Do you sniff or blow your nose?
The noble art of nose blowing is going out of fashion. It is apparently considered easier to sniff, sneeze and spread germs than to carry a simple pack of travel tissues in a pocket or bag.
And the hospital authorities wonder how epidemics start!
When I was at University I had the embarrassment to be caught without a tissue or handkerchief during a lecture when my nose would not stop running. I couldn't leave the room easily as I was sitting in the middle of a row. So I snotted my way through the lecture then went, first to the toilet to find tissues to deal with the problem properly, then to the nearest chemist to buy a handy pack of tissues to cope with the tail end of the cold which was causing my nose to run in the first place.
A few years later I found myself in the same situation only in a high level meeting at a client's office taking minutes. For some inexplicable reason I had not thrown a packet of travel tissues in my handbag before leaving for the meeting. I always have a box on my desk at work, but there were none in my bag.

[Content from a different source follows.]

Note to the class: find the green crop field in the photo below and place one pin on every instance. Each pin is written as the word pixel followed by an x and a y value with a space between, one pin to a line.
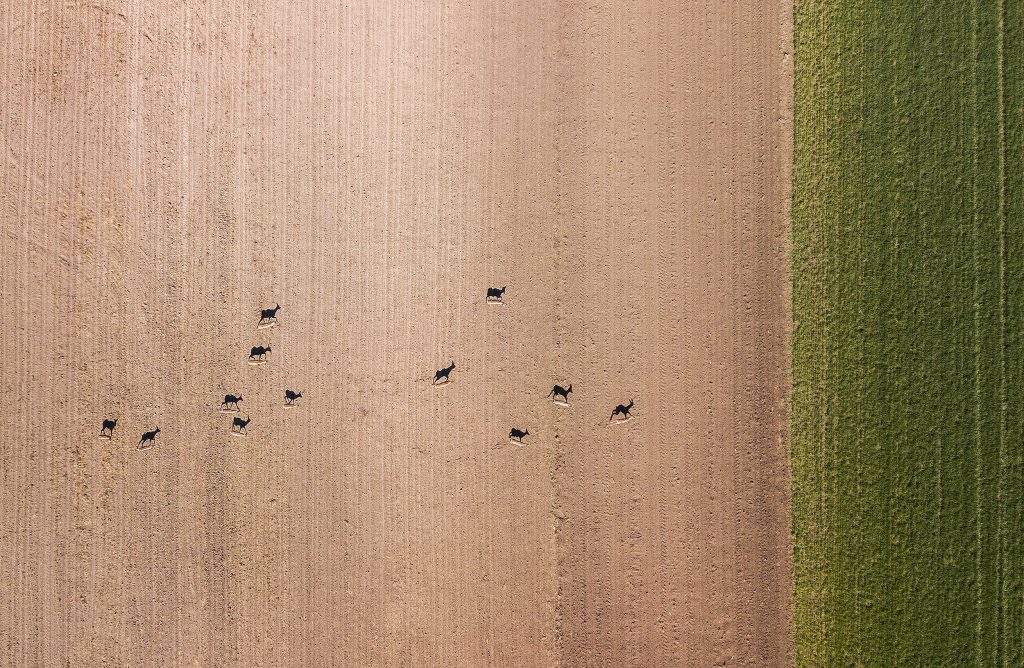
pixel 908 357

Sure, that box on my desk does get raided by colleagues at times, but it's better than having them sniffing at me! These days I often take a handful into a meeting, or grab one of the many packs of travel tissues stashed in my backpack. They too are multi purpose, having been used to mop up spilled drinks and exterminate flies as well as for nose blowing exploits.
My husband laughs at me because we have boxes of tissues all over the house now. There's one in the kitchen, one in the bedroom, one by my chair in the front room and another in the bathroom. At least they're always to hand when needed.
Until the sniffers of the population learn the same trick, I'll have to resort to using my noise cancelling headphones to block out the unpleasant sounds of repeated productive sniffs on the bus around me.